Ultimately, the people of God have been and will continue to be a chosen remnant of true believers that exist in a larger body of mere professors.

God has always had a chosen remnant. For instance, Noah and his family were a remnant used to save humanity from annihilation. It is when a remnant doesn’t exist that real disaster ensues. This was the case in the story referenced by Paul in 9:29—“And just as Isaiah foretold, ‘Unless the Lord of Sabaoth had left to us a posterity, We would have become like Sodom and would have resembled Gomorrah.”

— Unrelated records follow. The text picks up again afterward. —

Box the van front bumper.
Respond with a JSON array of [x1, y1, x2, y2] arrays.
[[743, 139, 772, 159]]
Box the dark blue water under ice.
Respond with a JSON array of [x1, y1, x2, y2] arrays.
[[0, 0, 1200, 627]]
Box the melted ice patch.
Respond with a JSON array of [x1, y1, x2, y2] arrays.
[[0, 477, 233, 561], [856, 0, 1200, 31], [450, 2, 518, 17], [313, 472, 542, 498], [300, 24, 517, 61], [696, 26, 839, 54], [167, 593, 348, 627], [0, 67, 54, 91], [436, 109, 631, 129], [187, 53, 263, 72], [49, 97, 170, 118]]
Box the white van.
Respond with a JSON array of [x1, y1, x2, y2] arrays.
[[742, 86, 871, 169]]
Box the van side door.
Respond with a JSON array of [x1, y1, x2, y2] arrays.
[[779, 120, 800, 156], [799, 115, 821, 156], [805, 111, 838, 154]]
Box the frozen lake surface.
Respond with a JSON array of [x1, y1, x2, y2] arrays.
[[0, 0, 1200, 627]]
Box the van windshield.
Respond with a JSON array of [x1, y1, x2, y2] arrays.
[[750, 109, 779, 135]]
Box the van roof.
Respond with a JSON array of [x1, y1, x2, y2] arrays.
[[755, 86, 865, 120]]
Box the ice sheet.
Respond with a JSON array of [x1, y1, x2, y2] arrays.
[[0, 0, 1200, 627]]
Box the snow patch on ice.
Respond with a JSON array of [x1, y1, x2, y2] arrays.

In the tragedy of Sodom and Gomorrah, God was willing to spare the city and her inhabitants if he found a remnant of faithful followers therein. The size of the remnant that Abraham negotiates with God moves from 50 to 45 to 40 to 30 to 20 to just 10. However, God didn’t find a remnant of ten. Only Abraham, Lot and their respective wives were spared as God rained down fire upon this wicked metropolis.

Paul’s point in Romans 9 is that a remnant does exist among the Jews of true followers of the Lord Jesus Christ and so long as there is, salvation among the Jews would continue.

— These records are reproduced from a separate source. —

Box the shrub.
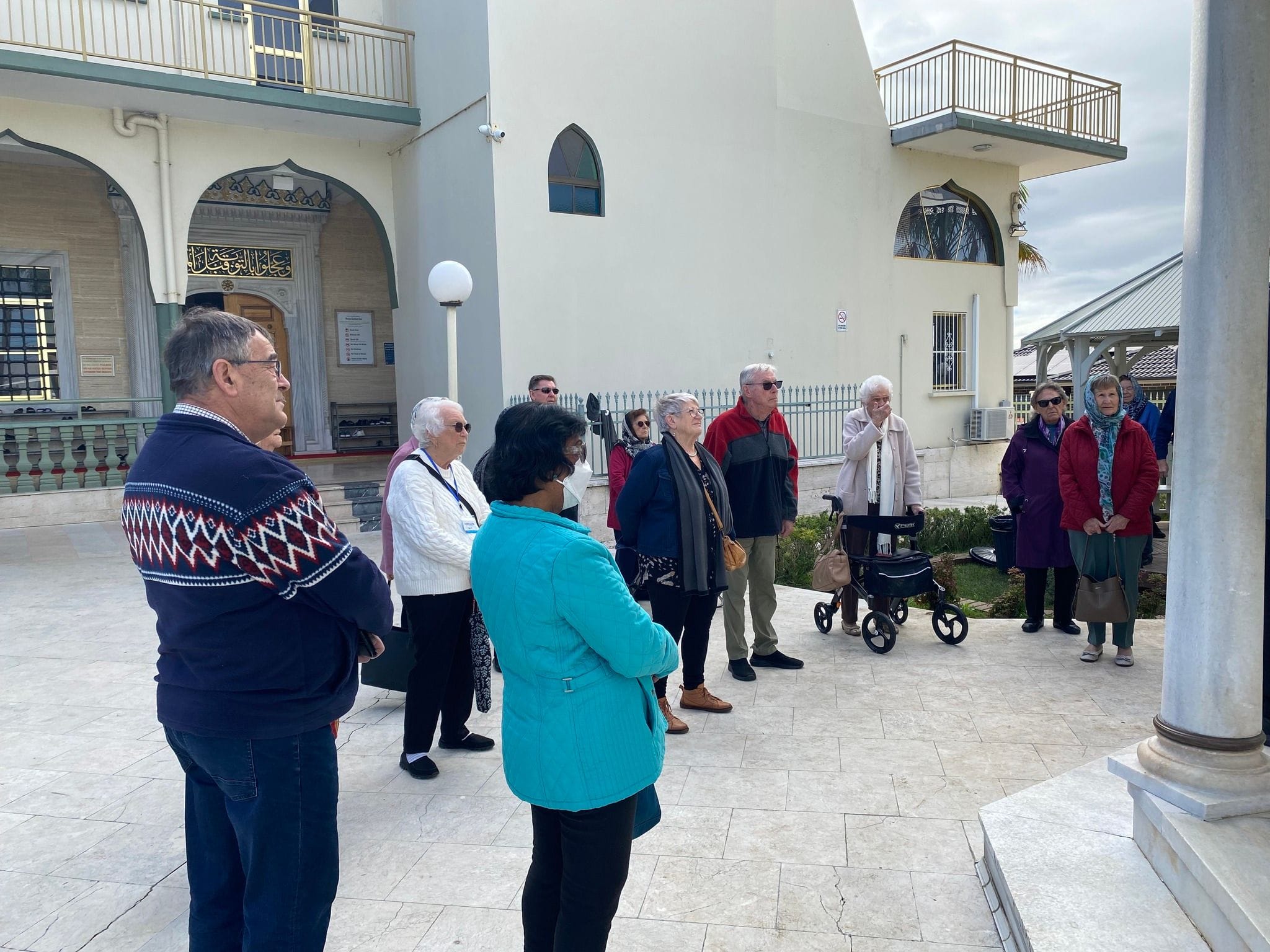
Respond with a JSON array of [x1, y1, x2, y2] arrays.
[[776, 513, 835, 589], [988, 569, 1026, 618], [917, 505, 1001, 555]]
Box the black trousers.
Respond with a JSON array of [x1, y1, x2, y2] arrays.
[[521, 796, 635, 952], [1024, 565, 1081, 625], [401, 589, 474, 754], [647, 581, 719, 697]]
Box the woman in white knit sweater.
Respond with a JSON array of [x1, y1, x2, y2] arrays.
[[388, 397, 494, 779]]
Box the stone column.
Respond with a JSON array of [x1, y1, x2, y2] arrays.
[[1111, 0, 1270, 819]]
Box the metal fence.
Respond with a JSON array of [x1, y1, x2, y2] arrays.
[[508, 383, 859, 476]]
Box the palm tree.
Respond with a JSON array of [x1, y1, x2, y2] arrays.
[[1018, 182, 1049, 276]]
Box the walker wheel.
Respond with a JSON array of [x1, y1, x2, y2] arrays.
[[890, 598, 908, 625], [931, 604, 970, 645], [859, 612, 895, 655], [815, 602, 833, 635]]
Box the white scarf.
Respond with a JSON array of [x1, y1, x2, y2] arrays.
[[866, 416, 895, 553]]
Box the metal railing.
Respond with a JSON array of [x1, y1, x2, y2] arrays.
[[874, 39, 1120, 143], [0, 0, 414, 105], [508, 383, 859, 476]]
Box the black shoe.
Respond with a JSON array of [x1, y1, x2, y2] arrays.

Who are among the chosen people of God? Saved Jews and Gentiles, former outsiders, and a persevering remnant of faithful followers.

So What?

These elements of Paul’s defense of God’s prerogative provide us with an understanding of who the people of God are. Are you among these? Can it be said of your life that you belong to the people of God? Are you a redeemed vessel of God’s glory or are you still a broken vessel, at risk of being discarded? The good news today is this- “God although willing to demonstrate His wrath and to make His power known” is enduring “with much patience vessels of wrath prepared for destruction,” allowing them an opportunity to respond positively to His gift of salvation? Do you need to take advantage of God’s patience today?

For those who have accepted God’s grace but make demands on understanding everything about God’s choice in the matter, remember exactly who you are and who God is. You are a product of God’s creation and recreation—God is the Creator and Savior. As such He is free to do as He pleases and we don’t have the right to insist that He make explicit what He has left mysterious.